Located off site in a space dominated by a dimly-lit control centre full of colour-coded computer displays, CACC is proud to be part of KHSC and proud of its critical role in health care emergencies, says Director Mark Halladay.

“ACOs get information from distressed callers, provide first-aid instructions, coordinate emergency response vehicles and more,” he says.  “They might hear all kinds of chaos in the background but they have to be the calm at the centre of the storm.  They’re exactly who you want on the phone in a crisis.”

Last year, our ACOs played a role in 41 cardiac arrest “saves,” calls where a patient has no vital signs at some point before arriving at the hospital and is later released from hospital alive. They averaged the delivery of one baby per month before paramedics arrived on the scene, and saved seven choking patients over the phone.  During the recent Code Silver in our Emergency Department, ambulances were routed away from the KGH site almost instantly due to the quick response of an ACO.

The crises are non-stop. In a 24-hour period, ACOs can handle 250-300 calls, including ones that would leave most of us at a loss for words.

“I’ve had calls from parents frantic about children with no vital signs and from people trying to harm themselves even as we talk,” says Matt.  “My job is to keep the parents composed enough to begin CPR or to talk the person out of suicidal thoughts.

“We don’t have the advantage of body language so we rely strictly on what we’re saying and how we’re saying it.  I have to follow a stringent protocol to get the location of the caller, the nature of the problem and the priority of the response.  At the same time, I have to be calm and compassionate.  Calling 911 means a person is having a bad or the very worst day of their lives.  Keeping that in mind helps me to help them.”

ACOs alternate between call taking—talking people through a medical emergency—and dispatching, which involves strategically controlling the flow of land ambulances—up to  60 at peak times—from five paramedic services across 20,000 square kilometres of our region.  They also manage communications between paramedics and other stakeholders such as hospitals, police, fire and ORNGE Air Ambulance.

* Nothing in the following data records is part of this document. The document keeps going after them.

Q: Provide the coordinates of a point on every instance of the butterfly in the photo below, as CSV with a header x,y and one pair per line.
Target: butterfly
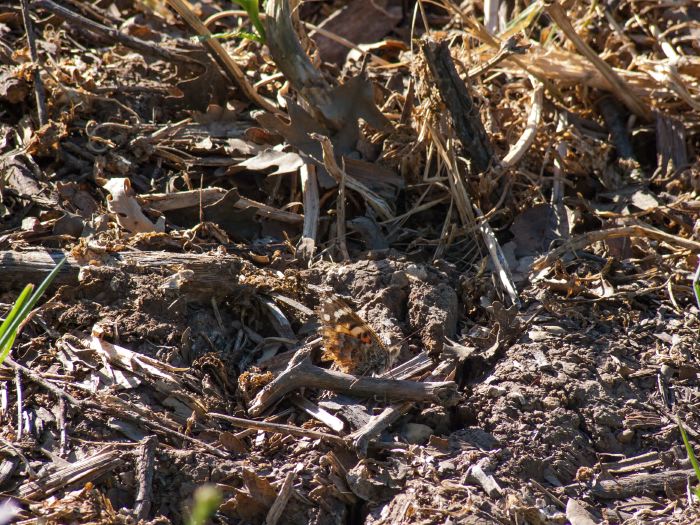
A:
x,y
352,345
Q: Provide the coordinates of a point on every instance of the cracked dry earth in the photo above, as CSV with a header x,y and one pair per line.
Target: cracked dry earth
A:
x,y
554,401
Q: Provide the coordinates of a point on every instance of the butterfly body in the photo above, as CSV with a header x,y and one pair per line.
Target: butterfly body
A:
x,y
352,345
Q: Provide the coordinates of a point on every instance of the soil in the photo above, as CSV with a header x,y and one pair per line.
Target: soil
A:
x,y
566,401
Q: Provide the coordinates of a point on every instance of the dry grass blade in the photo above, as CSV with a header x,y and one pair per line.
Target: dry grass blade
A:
x,y
221,56
621,89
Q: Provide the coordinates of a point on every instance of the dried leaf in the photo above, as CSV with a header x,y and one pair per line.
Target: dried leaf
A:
x,y
123,204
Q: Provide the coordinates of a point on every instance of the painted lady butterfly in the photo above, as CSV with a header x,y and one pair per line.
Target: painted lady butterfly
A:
x,y
350,342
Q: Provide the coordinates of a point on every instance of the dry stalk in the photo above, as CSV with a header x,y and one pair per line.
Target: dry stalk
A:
x,y
221,56
621,89
528,136
636,230
375,201
312,212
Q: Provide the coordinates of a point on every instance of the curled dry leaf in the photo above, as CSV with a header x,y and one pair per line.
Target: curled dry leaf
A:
x,y
122,203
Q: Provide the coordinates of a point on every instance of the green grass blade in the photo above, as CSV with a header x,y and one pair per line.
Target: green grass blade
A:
x,y
251,7
5,327
10,329
207,499
19,303
691,454
696,284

Given all of the non-stop telephone activity—not to mention the stress that can come with it—the CACC control centre is eerily quiet, almost serene. 


“You can’t deal with a crisis if everyone is in panic mode,” says Matt, “so we have a very calm and comforting environment.

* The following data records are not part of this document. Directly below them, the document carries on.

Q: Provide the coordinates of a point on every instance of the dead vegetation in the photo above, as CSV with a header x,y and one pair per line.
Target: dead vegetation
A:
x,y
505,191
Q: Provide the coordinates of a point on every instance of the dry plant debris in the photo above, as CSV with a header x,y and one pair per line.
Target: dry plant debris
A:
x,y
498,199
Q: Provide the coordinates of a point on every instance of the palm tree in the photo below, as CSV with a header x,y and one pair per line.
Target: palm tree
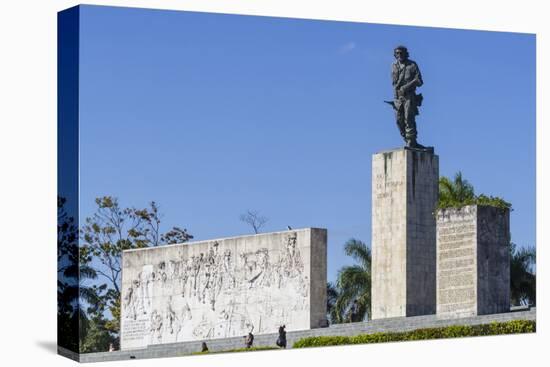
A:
x,y
457,192
354,283
522,275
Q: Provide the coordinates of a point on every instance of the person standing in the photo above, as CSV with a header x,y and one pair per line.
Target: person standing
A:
x,y
406,78
281,340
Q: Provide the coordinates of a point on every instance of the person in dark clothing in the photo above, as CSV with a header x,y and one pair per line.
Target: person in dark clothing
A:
x,y
249,340
354,311
281,340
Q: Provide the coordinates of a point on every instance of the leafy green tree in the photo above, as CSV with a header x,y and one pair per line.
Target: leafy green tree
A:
x,y
522,275
459,192
109,231
353,284
97,337
72,281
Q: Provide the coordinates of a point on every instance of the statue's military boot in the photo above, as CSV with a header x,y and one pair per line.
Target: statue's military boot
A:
x,y
412,143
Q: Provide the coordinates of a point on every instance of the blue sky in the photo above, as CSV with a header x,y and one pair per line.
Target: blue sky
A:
x,y
210,115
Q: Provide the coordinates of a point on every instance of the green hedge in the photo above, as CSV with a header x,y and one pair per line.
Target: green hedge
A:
x,y
495,328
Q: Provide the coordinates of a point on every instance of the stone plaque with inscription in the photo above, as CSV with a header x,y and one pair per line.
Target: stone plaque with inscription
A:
x,y
473,265
404,199
224,288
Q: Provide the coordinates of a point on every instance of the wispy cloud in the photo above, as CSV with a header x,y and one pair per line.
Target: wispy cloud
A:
x,y
347,47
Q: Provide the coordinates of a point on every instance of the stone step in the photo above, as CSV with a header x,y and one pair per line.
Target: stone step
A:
x,y
268,340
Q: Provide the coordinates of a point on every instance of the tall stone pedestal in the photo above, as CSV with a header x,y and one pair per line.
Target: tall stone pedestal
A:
x,y
404,199
473,261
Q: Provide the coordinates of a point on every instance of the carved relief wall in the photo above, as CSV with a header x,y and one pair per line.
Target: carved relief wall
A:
x,y
223,288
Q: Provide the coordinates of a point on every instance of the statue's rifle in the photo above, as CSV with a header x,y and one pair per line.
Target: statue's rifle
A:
x,y
391,103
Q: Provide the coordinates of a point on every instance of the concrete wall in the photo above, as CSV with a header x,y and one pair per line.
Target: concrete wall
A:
x,y
404,198
224,288
473,265
398,324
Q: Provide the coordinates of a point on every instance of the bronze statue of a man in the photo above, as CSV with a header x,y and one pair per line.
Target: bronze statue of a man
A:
x,y
405,78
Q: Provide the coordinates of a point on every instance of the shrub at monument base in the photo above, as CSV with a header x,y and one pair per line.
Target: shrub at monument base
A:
x,y
495,328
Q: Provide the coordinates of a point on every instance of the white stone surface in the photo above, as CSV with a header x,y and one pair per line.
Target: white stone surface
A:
x,y
473,264
404,199
224,288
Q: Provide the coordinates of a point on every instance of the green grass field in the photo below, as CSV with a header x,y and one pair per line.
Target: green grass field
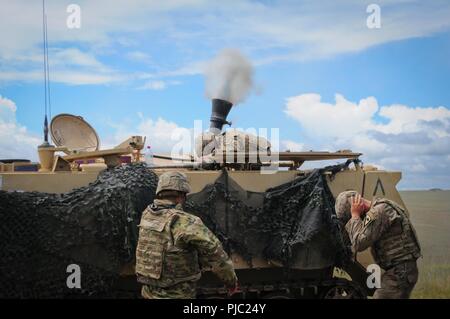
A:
x,y
430,214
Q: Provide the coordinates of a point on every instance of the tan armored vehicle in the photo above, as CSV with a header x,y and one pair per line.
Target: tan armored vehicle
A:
x,y
234,163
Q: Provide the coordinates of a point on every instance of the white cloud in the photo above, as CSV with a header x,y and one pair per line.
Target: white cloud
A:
x,y
139,56
15,140
396,137
7,103
193,30
157,85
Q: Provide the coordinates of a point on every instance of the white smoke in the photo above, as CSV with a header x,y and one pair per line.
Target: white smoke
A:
x,y
229,76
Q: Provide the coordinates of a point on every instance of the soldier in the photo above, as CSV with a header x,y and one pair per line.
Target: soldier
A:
x,y
174,246
384,226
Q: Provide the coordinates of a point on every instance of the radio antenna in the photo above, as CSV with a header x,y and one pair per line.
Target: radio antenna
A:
x,y
46,86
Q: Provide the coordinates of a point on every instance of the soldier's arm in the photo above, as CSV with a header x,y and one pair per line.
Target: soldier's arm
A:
x,y
211,254
365,232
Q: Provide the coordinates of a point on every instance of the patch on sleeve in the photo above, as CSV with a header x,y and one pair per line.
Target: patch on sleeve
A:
x,y
370,217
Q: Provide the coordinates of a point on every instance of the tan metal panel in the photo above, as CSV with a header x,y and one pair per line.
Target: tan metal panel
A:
x,y
46,182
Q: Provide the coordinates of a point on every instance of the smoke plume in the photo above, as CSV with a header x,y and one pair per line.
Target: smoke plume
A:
x,y
229,76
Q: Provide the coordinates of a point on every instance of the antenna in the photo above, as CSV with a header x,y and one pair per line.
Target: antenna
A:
x,y
46,86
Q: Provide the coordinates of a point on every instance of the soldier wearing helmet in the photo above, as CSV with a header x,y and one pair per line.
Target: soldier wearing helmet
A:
x,y
174,246
384,226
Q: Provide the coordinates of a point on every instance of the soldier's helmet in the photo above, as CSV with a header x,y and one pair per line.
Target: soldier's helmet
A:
x,y
343,205
173,181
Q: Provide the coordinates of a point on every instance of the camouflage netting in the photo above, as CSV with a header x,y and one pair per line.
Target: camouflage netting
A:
x,y
94,227
276,223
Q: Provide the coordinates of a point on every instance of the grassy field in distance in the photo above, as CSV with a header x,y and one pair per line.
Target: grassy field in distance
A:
x,y
430,214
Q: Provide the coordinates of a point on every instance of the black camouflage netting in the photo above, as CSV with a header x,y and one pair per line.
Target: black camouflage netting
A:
x,y
275,223
94,227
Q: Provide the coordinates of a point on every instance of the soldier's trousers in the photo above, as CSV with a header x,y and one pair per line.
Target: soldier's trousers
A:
x,y
398,282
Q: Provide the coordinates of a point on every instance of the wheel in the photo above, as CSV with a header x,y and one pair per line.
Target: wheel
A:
x,y
343,291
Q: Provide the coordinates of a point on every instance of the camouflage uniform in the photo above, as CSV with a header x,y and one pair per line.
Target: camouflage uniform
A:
x,y
174,247
388,231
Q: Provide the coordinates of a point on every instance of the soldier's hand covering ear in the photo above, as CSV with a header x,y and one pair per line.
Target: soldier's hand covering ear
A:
x,y
357,206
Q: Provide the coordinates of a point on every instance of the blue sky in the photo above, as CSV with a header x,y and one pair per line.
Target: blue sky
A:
x,y
321,75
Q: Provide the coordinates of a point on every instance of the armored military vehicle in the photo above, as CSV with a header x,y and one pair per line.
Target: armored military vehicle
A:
x,y
278,224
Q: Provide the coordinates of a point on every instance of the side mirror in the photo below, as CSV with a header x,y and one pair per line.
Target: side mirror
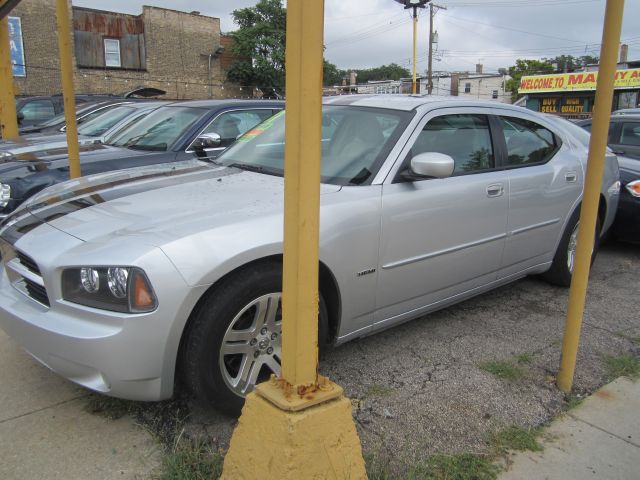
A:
x,y
433,165
207,140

“That also comes from having each other’s back.  In a multi-casualty incident, everyone is involved—the dispatcher, call taker, supervisor.  One person could never do it all.  Knowing and trusting that we’re here for each other creates a strong sense of family.”

ACOs can be justly proud of their unique contribution to emergency services, says Mike McDonald, KHSC Chief Nursing Executive and Executive VP, Patient Care and Community Partnerships.

“They might talk with someone for only three minutes but it might be the most traumatic three minutes of that person’s life,” he says.  “They can make a huge difference in a very short time.”


Matt Green agrees completely.

“I get the chance to be a reassuring presence in the lives of dozens of people every day,” he says.  “I never thought this would be my dream job but I know it clearly is.”